Dans le même temps, Who What Wear observe à New York un regain d’attention pour les tendances repérées dans la rue, tandis que Vogue revient sur les silhouettes photographiées autour des défilés de 2017. Le signal est clair, mais il reste à décortiquer: la saison remet en circulation des images, des lieux et des codes, sans encore fournir de tendance suffisamment précise pour justifier un achat immédiat.
Le vrai: la rue redevient un laboratoire visuel
Le street style revient au centre du récit mode. Who What Wear consacre son observation aux robes, chaussures et accessoires portés par des New-Yorkais considérés comme élégants. Le titre ne détaille toutefois pas, dans les éléments disponibles, les modèles, les couleurs ou les matières concernés. Impossible donc d’en déduire une longueur de jupe, une forme de chaussure ou une palette dominante.

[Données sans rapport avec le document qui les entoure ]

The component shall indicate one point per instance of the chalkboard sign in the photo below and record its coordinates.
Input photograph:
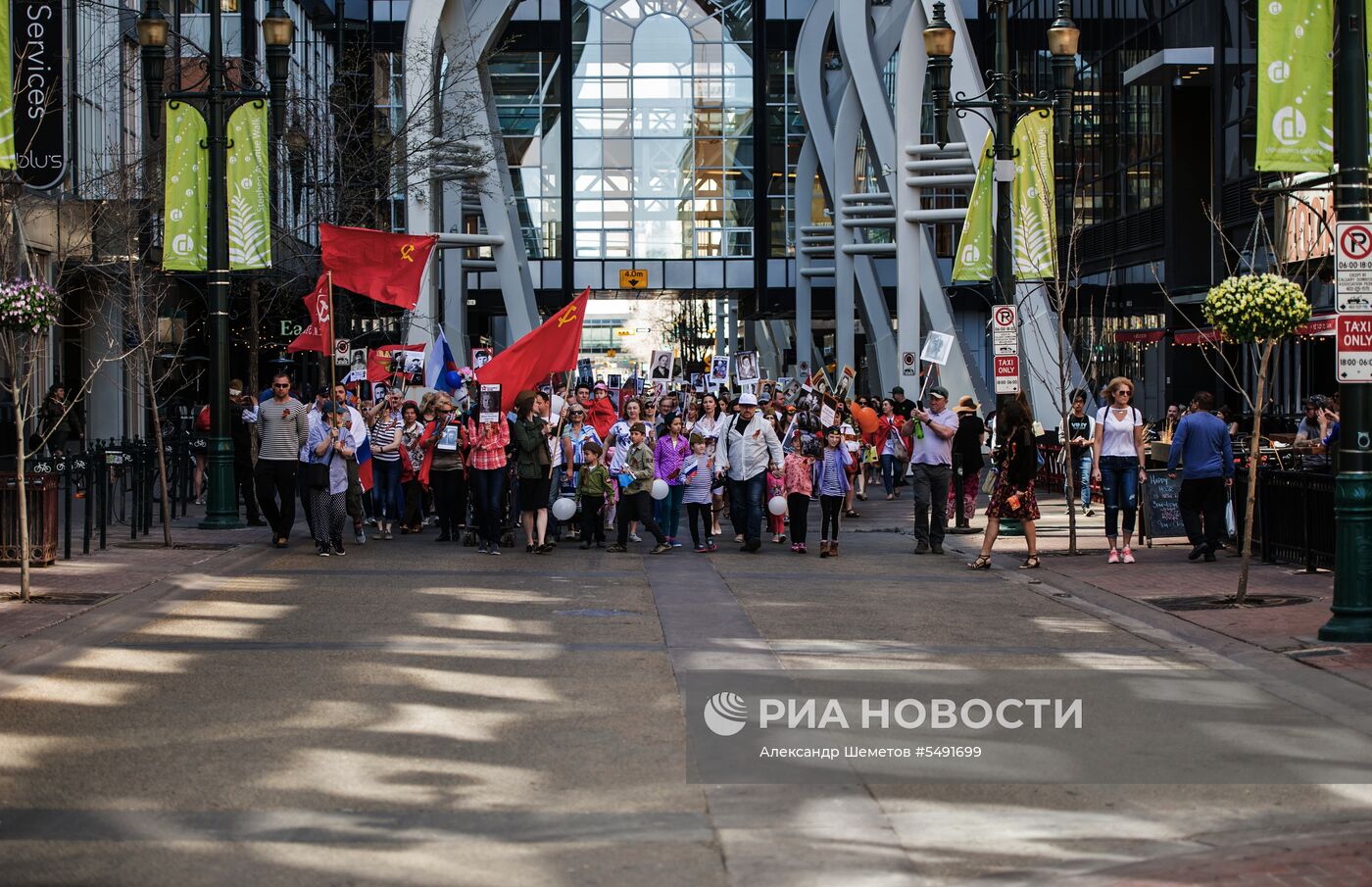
(1161, 516)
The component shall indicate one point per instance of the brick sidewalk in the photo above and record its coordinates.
(1163, 571)
(122, 568)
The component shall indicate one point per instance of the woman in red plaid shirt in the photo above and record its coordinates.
(486, 468)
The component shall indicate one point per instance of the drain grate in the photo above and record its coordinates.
(1225, 602)
(72, 599)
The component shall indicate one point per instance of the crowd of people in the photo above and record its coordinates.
(640, 468)
(575, 468)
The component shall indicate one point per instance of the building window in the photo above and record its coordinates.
(662, 123)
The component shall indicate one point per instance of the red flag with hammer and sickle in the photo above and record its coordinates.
(528, 363)
(383, 267)
(318, 335)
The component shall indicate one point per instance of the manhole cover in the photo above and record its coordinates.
(196, 547)
(1225, 602)
(66, 598)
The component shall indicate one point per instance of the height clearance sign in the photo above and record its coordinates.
(1353, 276)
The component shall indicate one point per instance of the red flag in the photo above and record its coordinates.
(379, 360)
(549, 349)
(379, 266)
(318, 335)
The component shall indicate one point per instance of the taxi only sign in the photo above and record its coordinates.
(1354, 348)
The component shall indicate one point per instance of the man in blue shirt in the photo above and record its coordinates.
(1202, 445)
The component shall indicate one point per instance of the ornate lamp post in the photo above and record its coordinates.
(1002, 99)
(277, 31)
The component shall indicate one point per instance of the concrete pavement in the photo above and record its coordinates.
(418, 715)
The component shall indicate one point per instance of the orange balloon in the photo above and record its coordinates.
(866, 418)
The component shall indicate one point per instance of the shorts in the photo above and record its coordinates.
(532, 493)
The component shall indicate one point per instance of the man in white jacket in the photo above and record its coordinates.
(748, 448)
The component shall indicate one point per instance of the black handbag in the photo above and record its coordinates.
(318, 472)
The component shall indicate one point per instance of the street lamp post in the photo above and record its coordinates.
(1351, 619)
(1004, 99)
(277, 31)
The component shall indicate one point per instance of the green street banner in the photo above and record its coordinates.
(7, 158)
(250, 212)
(1296, 85)
(976, 249)
(185, 194)
(1031, 198)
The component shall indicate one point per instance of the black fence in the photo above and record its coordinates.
(1293, 517)
(106, 492)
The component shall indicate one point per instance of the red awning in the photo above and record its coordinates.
(1196, 336)
(1139, 336)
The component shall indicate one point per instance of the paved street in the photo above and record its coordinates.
(418, 715)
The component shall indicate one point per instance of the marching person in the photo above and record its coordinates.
(1012, 496)
(331, 444)
(532, 468)
(929, 434)
(748, 448)
(1118, 463)
(634, 502)
(283, 430)
(1200, 442)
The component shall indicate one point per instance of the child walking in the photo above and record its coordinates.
(592, 489)
(832, 483)
(798, 475)
(777, 523)
(697, 475)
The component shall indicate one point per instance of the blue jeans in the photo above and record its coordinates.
(1120, 489)
(487, 485)
(745, 503)
(386, 489)
(888, 472)
(668, 511)
(1083, 468)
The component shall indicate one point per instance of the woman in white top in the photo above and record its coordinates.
(1118, 465)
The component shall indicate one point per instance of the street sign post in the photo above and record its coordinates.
(1007, 373)
(1354, 348)
(1353, 267)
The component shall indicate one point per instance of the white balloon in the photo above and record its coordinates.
(564, 509)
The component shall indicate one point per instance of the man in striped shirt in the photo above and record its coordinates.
(283, 427)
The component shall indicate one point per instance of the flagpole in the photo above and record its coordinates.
(328, 345)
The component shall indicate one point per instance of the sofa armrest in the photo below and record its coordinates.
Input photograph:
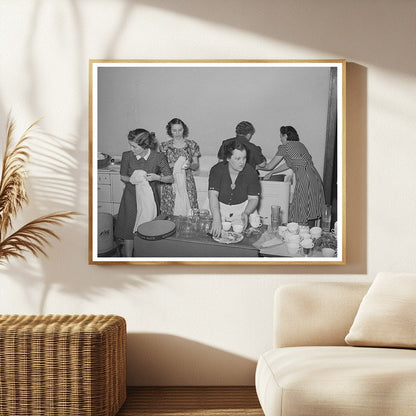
(315, 313)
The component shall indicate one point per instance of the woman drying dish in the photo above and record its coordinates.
(183, 157)
(233, 188)
(308, 196)
(141, 170)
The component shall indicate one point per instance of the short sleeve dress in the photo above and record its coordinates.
(126, 218)
(308, 195)
(247, 183)
(189, 151)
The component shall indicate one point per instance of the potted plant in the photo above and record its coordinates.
(33, 236)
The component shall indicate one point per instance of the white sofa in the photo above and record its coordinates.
(311, 371)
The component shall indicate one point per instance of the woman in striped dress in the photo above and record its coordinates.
(308, 196)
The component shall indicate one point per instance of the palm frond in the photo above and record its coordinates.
(12, 183)
(33, 237)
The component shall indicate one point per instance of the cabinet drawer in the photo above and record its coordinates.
(104, 193)
(105, 207)
(104, 178)
(117, 188)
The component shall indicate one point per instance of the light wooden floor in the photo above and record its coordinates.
(187, 401)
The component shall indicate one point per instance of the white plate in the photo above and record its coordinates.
(229, 237)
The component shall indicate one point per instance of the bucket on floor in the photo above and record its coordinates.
(105, 240)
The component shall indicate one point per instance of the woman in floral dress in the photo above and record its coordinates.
(180, 146)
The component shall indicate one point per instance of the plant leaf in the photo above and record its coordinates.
(33, 236)
(12, 183)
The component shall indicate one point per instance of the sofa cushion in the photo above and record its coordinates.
(304, 381)
(387, 314)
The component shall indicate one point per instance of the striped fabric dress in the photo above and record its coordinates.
(308, 196)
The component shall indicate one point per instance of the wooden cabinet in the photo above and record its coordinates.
(109, 191)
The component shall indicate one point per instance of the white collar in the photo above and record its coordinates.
(145, 157)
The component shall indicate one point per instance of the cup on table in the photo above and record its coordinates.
(282, 229)
(274, 217)
(307, 246)
(304, 236)
(292, 238)
(292, 248)
(237, 227)
(328, 252)
(293, 227)
(254, 220)
(226, 225)
(316, 232)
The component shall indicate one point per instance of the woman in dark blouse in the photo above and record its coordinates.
(233, 189)
(140, 157)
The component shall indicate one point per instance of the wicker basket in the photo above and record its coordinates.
(71, 365)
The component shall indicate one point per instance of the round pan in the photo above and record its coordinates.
(156, 229)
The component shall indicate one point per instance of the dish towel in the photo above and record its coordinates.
(182, 204)
(145, 200)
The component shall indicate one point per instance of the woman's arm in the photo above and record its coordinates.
(279, 169)
(272, 164)
(155, 177)
(193, 164)
(251, 206)
(214, 206)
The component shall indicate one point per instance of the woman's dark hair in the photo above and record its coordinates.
(244, 127)
(143, 138)
(233, 145)
(177, 121)
(292, 134)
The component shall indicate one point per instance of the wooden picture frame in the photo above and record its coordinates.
(212, 97)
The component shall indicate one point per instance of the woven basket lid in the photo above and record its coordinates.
(156, 229)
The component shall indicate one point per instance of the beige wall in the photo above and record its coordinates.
(204, 325)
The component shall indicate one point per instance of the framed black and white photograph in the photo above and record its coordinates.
(217, 162)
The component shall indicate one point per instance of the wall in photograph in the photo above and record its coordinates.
(212, 101)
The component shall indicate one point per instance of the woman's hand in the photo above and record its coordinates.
(216, 228)
(186, 165)
(244, 218)
(152, 177)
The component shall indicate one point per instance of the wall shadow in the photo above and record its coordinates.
(334, 27)
(168, 360)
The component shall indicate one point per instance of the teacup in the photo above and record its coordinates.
(316, 232)
(238, 228)
(255, 221)
(328, 252)
(292, 248)
(304, 236)
(293, 227)
(282, 230)
(292, 238)
(307, 245)
(226, 225)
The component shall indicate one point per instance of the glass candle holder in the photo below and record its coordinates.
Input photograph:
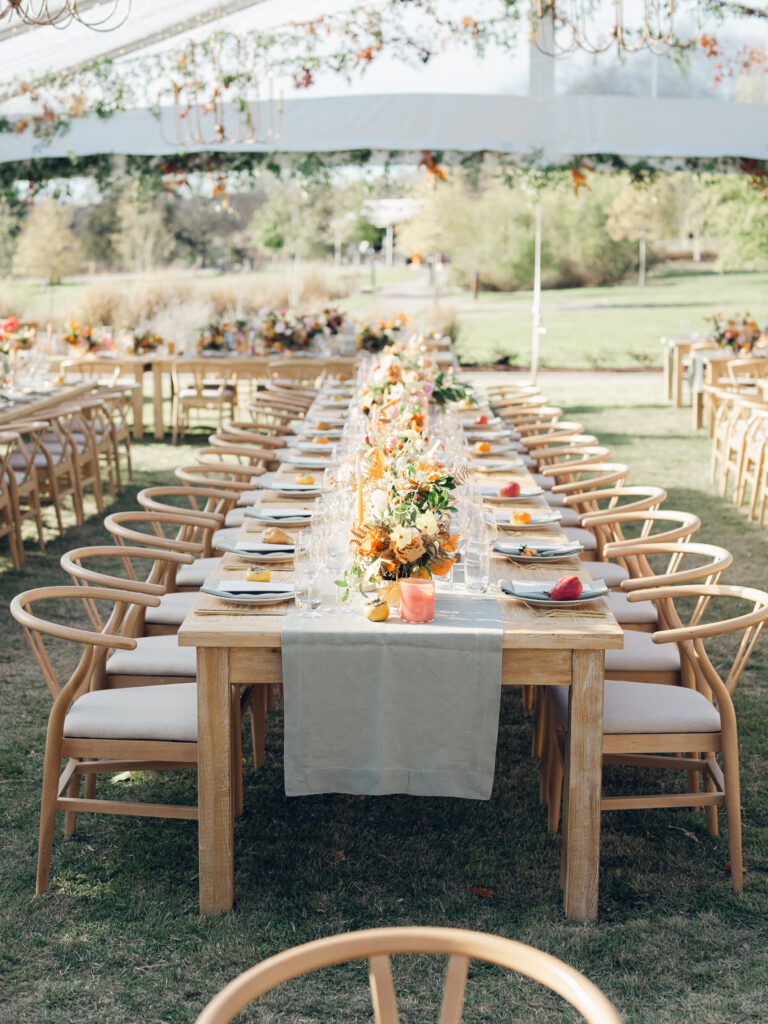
(417, 600)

Cette absence de précision compte. Une tendance repérée dans la rue n’est pas automatiquement une tendance mesurable. Elle peut signaler une direction éditoriale, un climat visuel ou simplement une sélection de silhouettes photographiées à un moment donné. Pour un vestiaire quotidien, on vérifiera d’abord la répétition du code: plusieurs sources, plusieurs villes, plusieurs usages. Ici, les informations disponibles décrivent une dynamique, pas encore une nomenclature exploitable.
Le fonctionnement est connu dans la mode: une image circule avant que le produit ne soit clairement identifié. La chaussure devient alors « la tendance », la robe « le nouveau basique », sans que la coupe, la composition textile ou la disponibilité soient documentées. Le vêtement existe, mais son statut de phénomène reste à prouver.
Le faux: confondre nostalgie et nouveauté
Vogue publie un retour sur le street style de la saison printemps 2017. Le dossier évoque notamment Rodarte, Versace, Gucci, Christopher Kane, Louis Vuitton, Lanvin et Dior, ainsi que plusieurs personnalités et mannequins photographiés autour des défilés. Il rappelle aussi le contexte médiatique de l’époque: la présence de Cameron Dallas en front row, les apparitions communes des sœurs Hadid et les images de Phil Oh.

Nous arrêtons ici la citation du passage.